Barker vacuum pack can be used to perform a temporary abdominal closure (TAC) or open abdomen (OA) as part of damage control surgical (DCS) interventions in trauma, peritonitis or pancreatitis and generally in all those conditions at risk of intra-abdominal pressure (IAP) increase.
It allows the frequent reassessment of intra-abdominal content. It is used to prevent or to treat the intra-abdominal hypertension (IAH) or the abdominal compartment syndrome (ACS). The technique is simple and easily available.
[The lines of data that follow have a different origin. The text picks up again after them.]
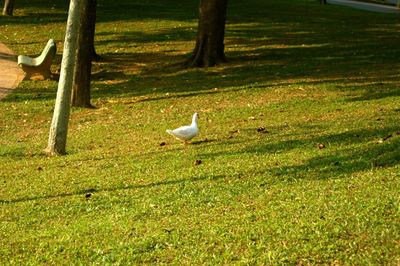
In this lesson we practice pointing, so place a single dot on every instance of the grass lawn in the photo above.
(299, 144)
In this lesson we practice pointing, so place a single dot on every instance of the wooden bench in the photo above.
(41, 64)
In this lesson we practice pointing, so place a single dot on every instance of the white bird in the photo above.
(186, 133)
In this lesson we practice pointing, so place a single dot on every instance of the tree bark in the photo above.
(84, 55)
(8, 7)
(209, 49)
(59, 124)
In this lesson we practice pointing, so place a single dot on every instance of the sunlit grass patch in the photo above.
(297, 160)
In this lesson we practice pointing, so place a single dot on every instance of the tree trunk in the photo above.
(8, 7)
(83, 66)
(59, 124)
(209, 49)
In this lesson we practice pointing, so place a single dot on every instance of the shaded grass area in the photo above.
(299, 144)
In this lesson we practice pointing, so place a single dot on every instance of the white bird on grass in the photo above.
(186, 133)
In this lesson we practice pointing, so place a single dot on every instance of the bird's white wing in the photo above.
(184, 133)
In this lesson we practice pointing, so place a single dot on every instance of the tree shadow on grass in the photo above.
(88, 192)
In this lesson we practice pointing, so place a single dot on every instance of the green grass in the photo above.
(309, 74)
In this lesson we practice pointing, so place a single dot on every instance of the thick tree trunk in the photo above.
(59, 124)
(209, 49)
(83, 66)
(8, 7)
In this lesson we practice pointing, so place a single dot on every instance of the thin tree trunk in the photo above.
(59, 125)
(209, 49)
(83, 67)
(8, 7)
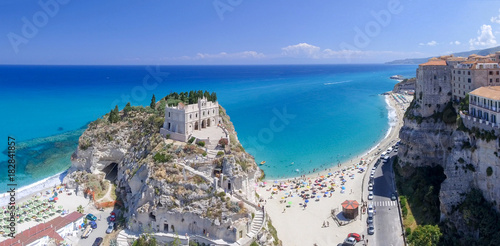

It is realized with a fenestrated, non-adherent polyethylene sheet placed inside the abdomen to protect the bowel and to prevent adhesions formation with the peritoneum, covered by moist surgical towels or gauze. 2 large silicone drains are positioned over the gauzes, and finally a transparent adhesive drape is put over the wound to seal the abdominal cavity. The drains are connected to continuous wall suction at 100 to 150 mm Hg. The dressing system is usually changed every 24 to 48 hours. At each change the abdominal wall edges can be approximated with interrupted stitches to prevent fascial retraction. This maneuver should be done paying attention to prevent excessive tension. Some centers use this technique for the first 24 to 48 hours after surgery, switching to more sophisticated NPT systems afterward if the abdomen could not be closed. This technique could partially preserve the abdominal wall domain.
Its major disadvantages are the impossibility to assess the intra-abdominal content without re-open the abdomen and the impossibility of an effective removal of infected or toxin- and cytokine-rich intra-peritoneal fluid.